Something you might do now - have him put his right contact in, then look and find the edge of it (usually you can see a slight line/distortion along the edge). Once you know what you are looking for, then find it in the left eye. In the future if you don't see it right away, make sure that you lift his upper eyelid as much as you can, as well as his lower lid. Contacts can slide around and get kind-of stuck under eyelids, especially if eyes are dry. Have him do it too so that he knows what to look for in case it happens again.

One more tip: you might talk to the eye doctor about colored contacts for his next batch. I always had one that were very lightly tinted blue. It was not enough to change my eye color (they were not considered cosmetically tinted). It was just enough that I could see them more easily (good when they are dropped as well as for finding them in the eye).


answers from Tampa on

I used to work for an ophthalmologist.
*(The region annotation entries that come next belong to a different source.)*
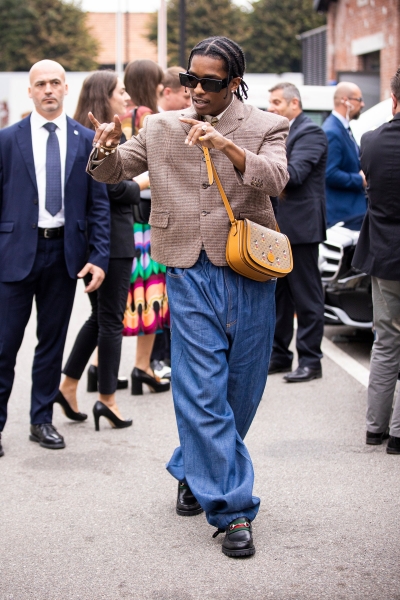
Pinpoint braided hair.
[188,35,249,102]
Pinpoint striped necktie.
[43,123,62,217]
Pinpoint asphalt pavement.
[0,286,400,600]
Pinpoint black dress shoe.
[86,365,128,392]
[268,360,292,375]
[54,392,87,421]
[176,481,203,517]
[283,367,322,383]
[131,367,171,396]
[365,429,389,446]
[213,517,256,558]
[386,435,400,454]
[29,423,65,450]
[93,400,132,431]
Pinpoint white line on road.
[321,337,369,387]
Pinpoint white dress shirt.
[31,110,67,228]
[332,110,350,129]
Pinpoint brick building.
[87,12,157,69]
[314,0,400,105]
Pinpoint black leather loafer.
[213,517,256,558]
[386,435,400,454]
[29,423,65,450]
[365,430,389,446]
[176,481,203,517]
[283,367,322,383]
[268,360,292,375]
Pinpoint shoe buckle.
[229,521,250,531]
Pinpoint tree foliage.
[149,0,243,67]
[148,0,325,73]
[0,0,97,71]
[242,0,325,73]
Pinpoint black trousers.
[0,234,76,431]
[63,258,132,394]
[271,244,324,369]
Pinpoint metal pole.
[157,0,167,69]
[115,0,124,77]
[179,0,186,69]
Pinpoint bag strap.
[203,146,236,225]
[203,146,280,232]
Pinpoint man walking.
[0,60,109,455]
[322,81,367,228]
[353,69,400,454]
[268,83,328,383]
[88,36,288,557]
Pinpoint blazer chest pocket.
[0,221,14,233]
[149,210,169,229]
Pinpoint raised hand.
[88,112,122,148]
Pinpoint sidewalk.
[0,286,400,600]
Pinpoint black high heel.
[131,367,171,396]
[93,400,132,431]
[54,391,87,421]
[87,365,128,392]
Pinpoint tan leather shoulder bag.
[203,146,293,281]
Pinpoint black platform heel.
[54,391,87,421]
[93,400,132,431]
[131,367,171,396]
[87,365,128,392]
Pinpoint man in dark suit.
[269,83,328,383]
[0,60,110,455]
[353,69,400,454]
[322,81,367,227]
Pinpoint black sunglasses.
[179,73,229,93]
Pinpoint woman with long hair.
[56,71,169,431]
[118,60,169,395]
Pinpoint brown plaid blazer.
[87,98,289,268]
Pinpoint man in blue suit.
[0,60,110,456]
[322,81,367,227]
[268,82,328,383]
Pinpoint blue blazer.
[322,115,367,227]
[277,113,328,245]
[0,116,110,282]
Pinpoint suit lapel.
[180,98,244,136]
[65,117,80,185]
[16,116,37,191]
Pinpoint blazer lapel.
[65,117,80,185]
[16,116,37,191]
[180,98,244,136]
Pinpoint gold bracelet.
[98,144,119,156]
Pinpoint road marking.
[321,337,369,387]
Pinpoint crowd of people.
[0,36,400,557]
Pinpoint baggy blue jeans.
[167,251,275,528]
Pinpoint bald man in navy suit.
[0,60,110,456]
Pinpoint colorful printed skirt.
[123,223,169,336]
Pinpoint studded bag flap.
[203,147,293,281]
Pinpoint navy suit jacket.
[322,115,367,227]
[0,116,110,282]
[277,113,328,245]
[353,114,400,281]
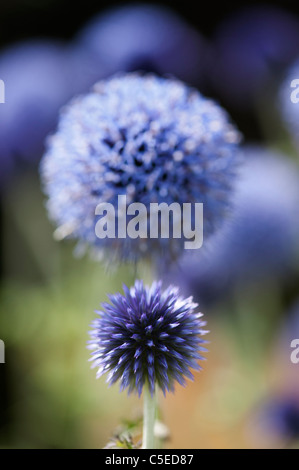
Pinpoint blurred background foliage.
[0,0,299,448]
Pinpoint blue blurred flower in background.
[41,74,240,259]
[89,281,206,395]
[77,4,209,85]
[214,5,299,108]
[0,40,73,185]
[277,60,299,147]
[168,147,299,302]
[254,395,299,444]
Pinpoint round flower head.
[0,40,72,163]
[41,74,239,259]
[167,146,299,303]
[89,281,206,395]
[214,5,299,109]
[77,4,209,83]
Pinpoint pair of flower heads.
[41,73,240,395]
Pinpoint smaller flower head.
[89,281,206,396]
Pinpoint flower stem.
[142,384,156,449]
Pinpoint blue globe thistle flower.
[214,5,299,108]
[0,40,73,166]
[76,4,210,85]
[41,74,239,260]
[89,281,206,396]
[165,147,299,304]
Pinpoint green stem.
[142,384,156,449]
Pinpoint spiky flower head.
[89,281,206,395]
[278,60,299,147]
[41,74,239,260]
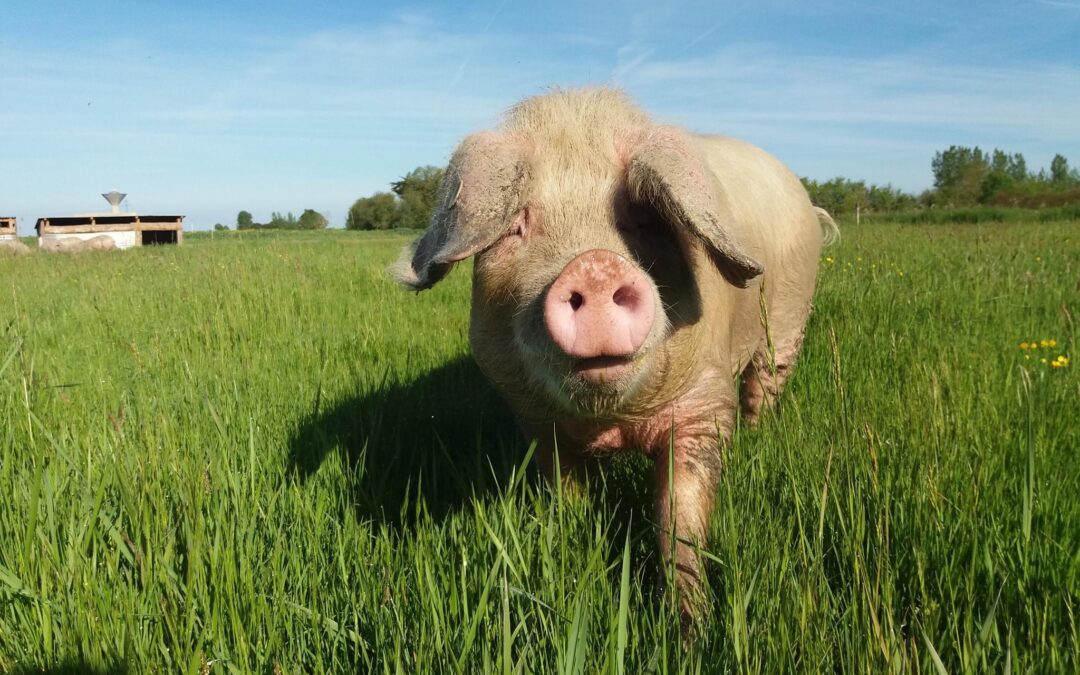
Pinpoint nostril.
[570,291,585,311]
[611,285,642,311]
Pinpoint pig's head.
[394,96,761,416]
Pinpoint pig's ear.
[390,132,525,291]
[627,126,765,288]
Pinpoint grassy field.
[0,222,1080,674]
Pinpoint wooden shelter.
[36,213,184,248]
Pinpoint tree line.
[223,208,329,230]
[225,146,1080,230]
[801,146,1080,215]
[345,166,444,230]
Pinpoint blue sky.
[0,0,1080,232]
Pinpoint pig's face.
[396,120,760,416]
[473,176,698,416]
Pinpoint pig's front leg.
[654,435,720,630]
[523,424,595,492]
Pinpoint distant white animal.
[41,234,117,253]
[0,239,30,256]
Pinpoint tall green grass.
[0,224,1080,673]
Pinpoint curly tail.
[813,206,840,246]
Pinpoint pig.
[0,239,30,256]
[41,234,117,253]
[391,87,837,626]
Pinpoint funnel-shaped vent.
[102,190,127,213]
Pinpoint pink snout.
[543,248,656,365]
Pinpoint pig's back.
[696,136,822,373]
[696,136,821,263]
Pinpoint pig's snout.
[543,248,656,360]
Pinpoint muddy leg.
[654,438,720,632]
[739,335,802,427]
[532,430,596,492]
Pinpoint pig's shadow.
[289,357,524,528]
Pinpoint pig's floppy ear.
[390,132,525,291]
[627,126,765,288]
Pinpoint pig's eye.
[508,206,532,239]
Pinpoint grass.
[0,222,1080,673]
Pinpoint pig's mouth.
[572,356,634,384]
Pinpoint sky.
[0,0,1080,233]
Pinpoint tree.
[267,211,297,230]
[1050,154,1070,183]
[345,192,397,230]
[930,146,990,205]
[297,208,328,230]
[390,166,445,230]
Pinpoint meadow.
[0,221,1080,674]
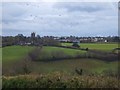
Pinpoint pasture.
[62,43,118,51]
[2,46,118,75]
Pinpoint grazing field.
[2,46,34,63]
[62,43,118,51]
[3,46,118,74]
[32,59,118,74]
[2,46,119,88]
[2,72,120,89]
[2,46,85,63]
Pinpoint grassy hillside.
[62,43,118,51]
[32,59,118,74]
[2,46,34,63]
[2,46,118,75]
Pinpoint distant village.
[2,32,120,46]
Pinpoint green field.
[62,43,118,51]
[2,46,34,63]
[2,46,118,74]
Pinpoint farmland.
[62,43,118,51]
[2,46,118,75]
[2,43,119,88]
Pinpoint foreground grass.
[2,72,120,88]
[2,46,34,64]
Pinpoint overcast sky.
[0,2,118,36]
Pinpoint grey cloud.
[54,2,108,12]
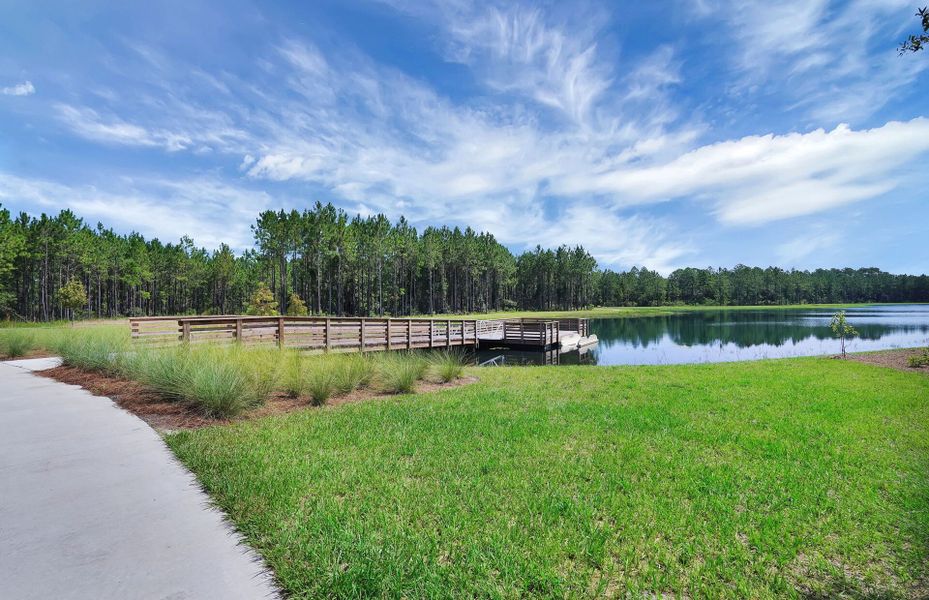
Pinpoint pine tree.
[245,281,278,317]
[287,292,309,317]
[58,277,87,321]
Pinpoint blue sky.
[0,0,929,272]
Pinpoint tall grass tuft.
[306,368,336,406]
[281,352,308,398]
[0,328,37,358]
[332,354,375,394]
[375,352,429,394]
[49,329,129,375]
[429,350,465,383]
[126,345,280,417]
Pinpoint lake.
[477,304,929,365]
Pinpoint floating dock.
[129,315,596,352]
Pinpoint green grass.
[167,359,929,598]
[0,329,38,358]
[373,352,429,394]
[428,350,465,383]
[120,345,285,417]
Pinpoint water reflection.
[477,305,929,365]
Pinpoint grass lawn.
[167,358,929,598]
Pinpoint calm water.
[478,304,929,365]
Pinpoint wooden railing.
[502,319,561,347]
[129,315,589,351]
[558,318,590,337]
[129,315,479,352]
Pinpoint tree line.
[0,203,929,321]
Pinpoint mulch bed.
[35,366,477,432]
[848,348,929,375]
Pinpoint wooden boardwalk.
[129,315,587,352]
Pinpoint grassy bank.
[167,359,929,598]
[10,326,464,418]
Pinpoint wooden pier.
[129,315,588,352]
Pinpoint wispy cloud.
[688,0,929,124]
[14,0,929,270]
[0,172,276,250]
[0,81,35,96]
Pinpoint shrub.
[245,282,278,317]
[287,292,309,317]
[50,329,129,375]
[126,345,280,417]
[907,348,929,369]
[375,352,429,394]
[332,354,374,394]
[281,351,309,398]
[58,277,87,320]
[429,350,465,383]
[0,329,37,358]
[306,368,335,406]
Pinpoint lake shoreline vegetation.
[0,203,929,321]
[0,212,929,598]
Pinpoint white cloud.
[0,172,274,250]
[687,0,929,124]
[556,118,929,224]
[0,81,35,96]
[777,227,842,267]
[27,0,929,270]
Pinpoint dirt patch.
[35,366,477,432]
[848,348,929,375]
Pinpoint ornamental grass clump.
[281,351,308,398]
[906,348,929,369]
[128,345,280,417]
[429,350,465,383]
[375,352,429,394]
[0,329,37,358]
[49,329,129,375]
[332,354,374,394]
[306,368,336,406]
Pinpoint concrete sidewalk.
[0,363,277,600]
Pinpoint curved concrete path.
[0,361,277,600]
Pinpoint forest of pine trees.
[0,203,929,321]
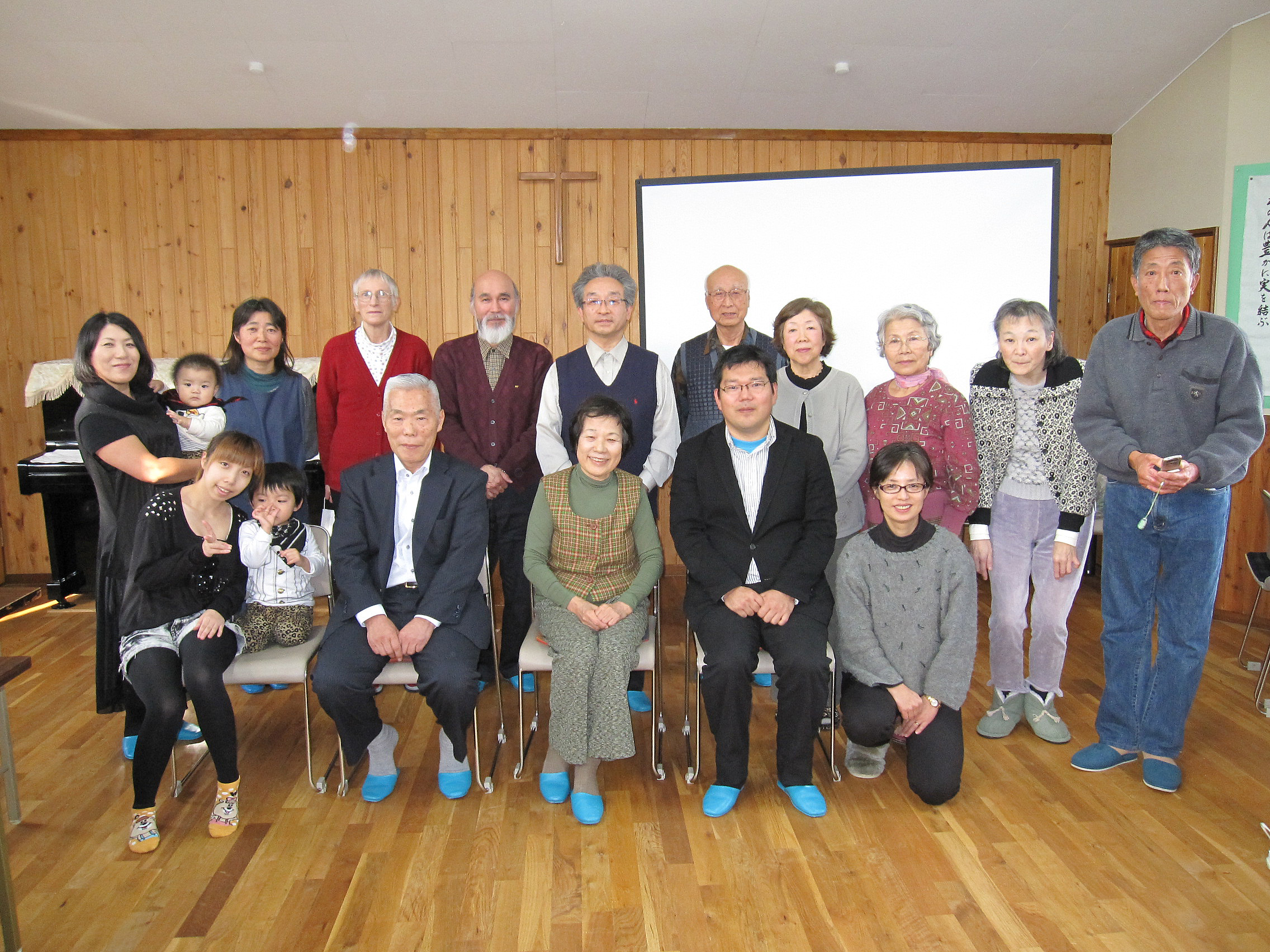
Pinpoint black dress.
[75,383,181,713]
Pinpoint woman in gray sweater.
[755,297,869,684]
[833,443,978,806]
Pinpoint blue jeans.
[1094,481,1231,756]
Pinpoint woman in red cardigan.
[318,268,432,508]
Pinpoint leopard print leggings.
[235,602,314,655]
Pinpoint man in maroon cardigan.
[432,272,551,691]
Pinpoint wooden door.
[1103,229,1217,322]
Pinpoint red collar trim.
[1138,304,1190,346]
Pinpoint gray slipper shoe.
[975,688,1040,737]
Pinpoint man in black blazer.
[671,344,837,816]
[314,373,493,802]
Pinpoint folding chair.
[683,623,842,783]
[1234,490,1270,717]
[172,526,331,797]
[512,585,666,780]
[321,555,507,796]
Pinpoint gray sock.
[573,756,601,797]
[437,729,471,773]
[366,723,396,777]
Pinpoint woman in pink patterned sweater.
[861,304,979,536]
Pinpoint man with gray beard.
[432,270,551,692]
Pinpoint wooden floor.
[0,580,1270,952]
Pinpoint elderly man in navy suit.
[314,373,493,803]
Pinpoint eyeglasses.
[719,379,770,396]
[887,334,931,350]
[878,482,926,496]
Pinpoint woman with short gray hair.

And your sons condition can be corrected with glasses. Be really careful with lenses. Few years back there was a bacteria in the solution and few people went blind using it. Kids forget to take it out, lose it or just put it in with dirty hands. Plus few scratched corneas-pain unbelievable!

Even both of my drs proffered glasses themselves, they especially recommend glasses to kids. Assuming your son is under 16 or so.

With that said.. usually in drs office offers a bit of a teaching session ( we did) an assistant would sit down and teach the basics. In/out, cleaning etc.

You can tell when a lease is in by staring at the eye at close range and asking your son to move his eye .. lenses are see through but you can still tell a clear ring around the iris. Not moving it fast but one time and you see the “clear ring follows”.

Since it’s Saturday-I hope all went well!